In 2016, Romelo was charged following a police bust of an alleged ice-dealing syndicate in Darwin. Romelo was arrested after a tip-off through the Dob in a Dealer campaign. Romelo was pulled over by police and was found to have 14g of methamphetamine in the vehicle. Police then raided Romelo's home finding another 2g of methamphetamine and $10,000 in cash, and arrested another associate who was at the property. Romelo was in breach of bail and was remanded in custody to appear again on 4 May 2016.

In August 2017, Romelo was jailed for two years and disqualified from driving for the same period over drug dealing charges.

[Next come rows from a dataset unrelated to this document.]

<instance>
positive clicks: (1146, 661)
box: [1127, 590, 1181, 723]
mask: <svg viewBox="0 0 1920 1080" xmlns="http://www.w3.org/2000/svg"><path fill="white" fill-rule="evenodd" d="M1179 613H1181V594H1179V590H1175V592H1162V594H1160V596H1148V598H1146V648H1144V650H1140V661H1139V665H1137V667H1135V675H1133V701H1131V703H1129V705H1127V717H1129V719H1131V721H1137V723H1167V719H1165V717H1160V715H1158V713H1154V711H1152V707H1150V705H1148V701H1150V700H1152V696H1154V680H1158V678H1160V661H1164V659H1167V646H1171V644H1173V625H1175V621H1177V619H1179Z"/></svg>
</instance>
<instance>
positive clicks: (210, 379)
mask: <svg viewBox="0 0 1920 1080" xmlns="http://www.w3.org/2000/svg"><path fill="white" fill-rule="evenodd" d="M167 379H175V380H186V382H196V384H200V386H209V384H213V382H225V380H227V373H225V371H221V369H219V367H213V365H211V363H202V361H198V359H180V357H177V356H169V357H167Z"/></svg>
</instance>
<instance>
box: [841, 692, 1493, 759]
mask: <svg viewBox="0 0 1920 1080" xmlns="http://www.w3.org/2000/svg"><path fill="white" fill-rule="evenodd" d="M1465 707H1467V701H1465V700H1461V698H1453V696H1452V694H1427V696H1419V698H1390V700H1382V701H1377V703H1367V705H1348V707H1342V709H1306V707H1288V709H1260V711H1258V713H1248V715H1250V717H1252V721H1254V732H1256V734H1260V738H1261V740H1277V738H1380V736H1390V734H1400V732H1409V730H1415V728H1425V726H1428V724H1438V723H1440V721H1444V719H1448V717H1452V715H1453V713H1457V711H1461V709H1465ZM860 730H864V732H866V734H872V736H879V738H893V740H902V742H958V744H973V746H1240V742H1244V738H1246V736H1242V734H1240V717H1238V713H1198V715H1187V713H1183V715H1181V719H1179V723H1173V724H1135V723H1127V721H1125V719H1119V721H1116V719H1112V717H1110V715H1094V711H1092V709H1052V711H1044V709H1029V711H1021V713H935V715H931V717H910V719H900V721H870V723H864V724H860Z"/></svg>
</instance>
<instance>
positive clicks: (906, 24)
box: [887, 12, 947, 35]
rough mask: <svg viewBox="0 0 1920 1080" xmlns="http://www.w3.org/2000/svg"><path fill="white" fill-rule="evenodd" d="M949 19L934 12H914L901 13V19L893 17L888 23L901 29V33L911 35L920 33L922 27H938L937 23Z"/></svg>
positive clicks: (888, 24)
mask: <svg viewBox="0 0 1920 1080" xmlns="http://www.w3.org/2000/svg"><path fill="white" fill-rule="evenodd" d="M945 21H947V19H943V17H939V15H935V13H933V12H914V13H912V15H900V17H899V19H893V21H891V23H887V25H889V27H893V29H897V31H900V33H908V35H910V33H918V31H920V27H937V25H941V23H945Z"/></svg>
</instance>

In 2019, Romelo was jailed for three years and four months after being convicted of two high speed chases in stolen cars and a brutal attack on his ex-girlfriend which broke her eye socket. It was alleged that Romelo ripped chunks from her hair, punched and choked her until she almost lost consciousness, because she didn't give him her phone passcode.

==Representative career==
Romelo has played for the Queensland Schoolboys.

In 2011, Romelo was announced as a member of the Italy squad that will compete in the 2013 World Cup qualifying matches.

On 16 January 2013, Romelo was voted into the Indigenous All Stars team by the fans to play the NRL All Stars team in the 2013 All Stars match.